At Goldfinger Injury Lawyers, we tell our clients to be very careful about what they post on social media. Whatever gets posted, past, present or future can, or will be used against you by an insurance company at Court in order to defeat your case, or test your credibility.
When we tell people this sort of thing, they roll their eyes in disbelief. How can anything I say, or post, ever be used against me in the context of my personal injury case?
Our personal injury lawyers see this sort of thing all of the time. Here are a few examples of how social media posts can hurt a personal injury case:
- Client says under oath that they can’t walk or run for a long period of time on account of their injuries sustained in the motor vehicle accident. Going for long walks and jogs has been out of the question ever since their car accident. Defence counsel then disproves this statement referencing Strava Posts of the Plaintiff’s hiking and running data. This data is publicly shared online via Facebook or on Instagram. It costs nothing for the Defendant to access these posts because they’re public. No private investigator was required. Just a quick internet search. The data shows the Plaintiff routinely going for bi-weekly runs and hikes in excess of 20km at a fast pace. The Plaintiff is dressed in running gear and is seen flexing their muscles after the workouts. #TrainHard is the hashtag in each post. Not a good look for a Plaintiff who swore under oath the exact opposite.
- Plaintiff says they don’t go out, they no longer go on vacation, and that they no longer socialize with friends as much since the subject accident; they don’t like being in big crowds of people due to social anxiety developed as a result of the accident. But, social medial tells a completely difference picture. It shows the Plaintiff away on a Caribbean vacation post accident. It shows the Plaintiff smiling and socializing at a friend’s wedding. It shows the Plaintiff out at a professional sporting event attended by 40,000+ people (post accident). These images discredit the Plaintiff’s injuries, and call into question his/her veracity and credibility. Everything which the Plaintiff says will be taken with a large grain silo of salt moving forward (along with his/her past statements and allegations)

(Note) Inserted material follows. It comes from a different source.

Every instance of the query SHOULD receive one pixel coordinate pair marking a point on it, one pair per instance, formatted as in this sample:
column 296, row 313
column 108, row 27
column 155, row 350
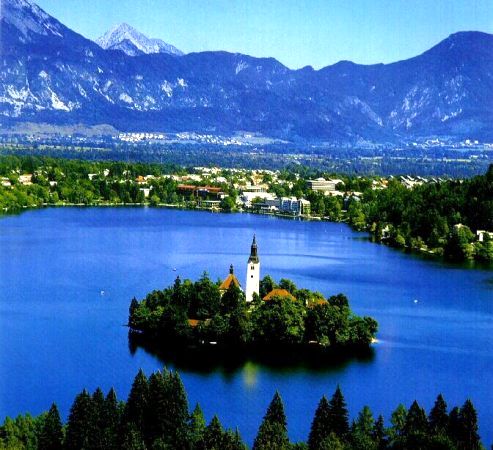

- Clinical notes and records of the family doctor show that the Plaintiff is not supposed to life objects of 10 pounds or greater. Plaintiff testifies under oath that s/he cannot lift objects of 10 pounds or greater, nor can they do any heavy lifting, bending or squatting. Images of the Plaintiff circulate online of him/her participating in a rock climbing event; and a curling tournament. The average curling stone weighs between 38-44 pounds. So much for the statement that the Plaintiff cannot lift; or should not be lifting objects over 10 pounds.